LM Data Mining and Machine Learning (2024)
Lab 1 – Text Retrieval
PART 1: TF-IDF BASED TEXT RETRIEVAL
Objective
The objective of this lab session is to apply the text-based Information Retrieval (IR) techniques which we have studied in lectures, namely:
1. Stop word removal
2. Stemming
3. Construction of the index – calculation of TF-IDF weights
4. Retrieval – calculating the similarity between a query and document
We will apply these techniques to a ‘toy’ corpus consisting of 112 documents – BEng final year project specifications. These project specifications were submitted by staff in Word format, but I have converted them all into plain text files for the purposes of this lab. However, I did not remove the formatting or the pieces of text which are common to all of the files.
Copy the zip archive lab1-2024from Canvas and ‘unzip’ it. You should end up with a new folder called lab1-2024 containing all of the files that you need to complete the lab, including a folder called docOrig which contains 112 text files.
The folder lab1-2024 will be the default folder that you work from. Have a look at one of the text files in the docOrig folder. You should be able to identify the common formatting.
Processing of the documents
Before we can do IR we need to apply stop word removal and stemming to each of the documents in our corpus. To do this you will use two executable (.exe) files of the C programmes that are in your lab1-2024 folder: stop.exe and porter-stemmer.exe. Note that there are also source C programmes provided in a case your computer runs on a non-Windows operating system – in that case, you will need to compile the source C programmes (stop.c, porter- stemmer.c, index.c and retrieve.c).

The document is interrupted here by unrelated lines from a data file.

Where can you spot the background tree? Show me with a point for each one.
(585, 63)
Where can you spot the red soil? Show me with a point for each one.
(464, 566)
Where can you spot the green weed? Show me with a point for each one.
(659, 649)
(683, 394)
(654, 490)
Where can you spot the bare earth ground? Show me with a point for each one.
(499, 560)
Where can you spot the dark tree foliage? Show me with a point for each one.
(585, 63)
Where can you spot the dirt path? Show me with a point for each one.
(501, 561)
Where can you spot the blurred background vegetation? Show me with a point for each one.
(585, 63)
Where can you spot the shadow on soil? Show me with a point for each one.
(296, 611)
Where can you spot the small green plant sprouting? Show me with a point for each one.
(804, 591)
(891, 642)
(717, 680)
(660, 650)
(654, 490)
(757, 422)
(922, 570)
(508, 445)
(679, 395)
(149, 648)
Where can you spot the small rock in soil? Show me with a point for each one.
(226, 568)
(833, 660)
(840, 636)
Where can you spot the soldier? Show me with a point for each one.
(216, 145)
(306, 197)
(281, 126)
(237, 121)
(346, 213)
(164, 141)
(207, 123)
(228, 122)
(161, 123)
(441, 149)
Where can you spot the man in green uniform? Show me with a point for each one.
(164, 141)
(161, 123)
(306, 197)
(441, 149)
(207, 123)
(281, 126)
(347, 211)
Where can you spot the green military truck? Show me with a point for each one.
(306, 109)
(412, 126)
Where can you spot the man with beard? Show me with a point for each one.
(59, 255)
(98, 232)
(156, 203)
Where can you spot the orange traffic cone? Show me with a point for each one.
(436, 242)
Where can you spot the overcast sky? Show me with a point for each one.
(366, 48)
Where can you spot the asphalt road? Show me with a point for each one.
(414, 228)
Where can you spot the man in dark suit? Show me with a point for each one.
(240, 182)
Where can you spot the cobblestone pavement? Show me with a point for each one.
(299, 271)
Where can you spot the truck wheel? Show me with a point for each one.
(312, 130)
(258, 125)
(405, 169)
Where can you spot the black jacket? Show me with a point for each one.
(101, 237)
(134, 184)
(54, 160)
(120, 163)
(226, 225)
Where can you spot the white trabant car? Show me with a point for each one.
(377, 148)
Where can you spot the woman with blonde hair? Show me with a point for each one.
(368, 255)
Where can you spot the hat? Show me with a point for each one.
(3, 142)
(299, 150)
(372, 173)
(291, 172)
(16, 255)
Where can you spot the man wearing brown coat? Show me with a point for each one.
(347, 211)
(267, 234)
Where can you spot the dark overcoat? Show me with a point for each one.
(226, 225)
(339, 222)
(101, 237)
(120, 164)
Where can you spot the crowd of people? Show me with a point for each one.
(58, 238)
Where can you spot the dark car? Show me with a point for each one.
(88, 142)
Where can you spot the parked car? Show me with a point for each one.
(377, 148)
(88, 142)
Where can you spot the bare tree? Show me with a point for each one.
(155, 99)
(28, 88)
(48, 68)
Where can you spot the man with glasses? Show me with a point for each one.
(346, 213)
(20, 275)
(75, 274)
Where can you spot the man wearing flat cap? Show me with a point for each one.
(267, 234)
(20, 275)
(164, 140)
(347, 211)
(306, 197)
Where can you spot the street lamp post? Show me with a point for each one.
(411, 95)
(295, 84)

Task 1: Stop word removal: The next task is to remove stop words from each of the documents. The 50-word stop word list stopList50 should already be in your lab1-2024folder. Now run the program stop on one of the documents – AbassiM.txt for example. To run the program, just type the below in the Command Prompt window:
stop stoplist50 docOrig\AbassiM.txt
(note that the above includes the path name to tell stop where AbassiM.txt is – this is the docOrig folder). This should cause a version of AbassiM.txt with stop words removed to be printed onto your screen. You need to store this output in a text file AbassiM.stp. To keep the ‘stopped’ documents separate from the original documents, there is created folder in lab1-2024 called docStop. All of the ‘stopped’ documents should go in this new folder.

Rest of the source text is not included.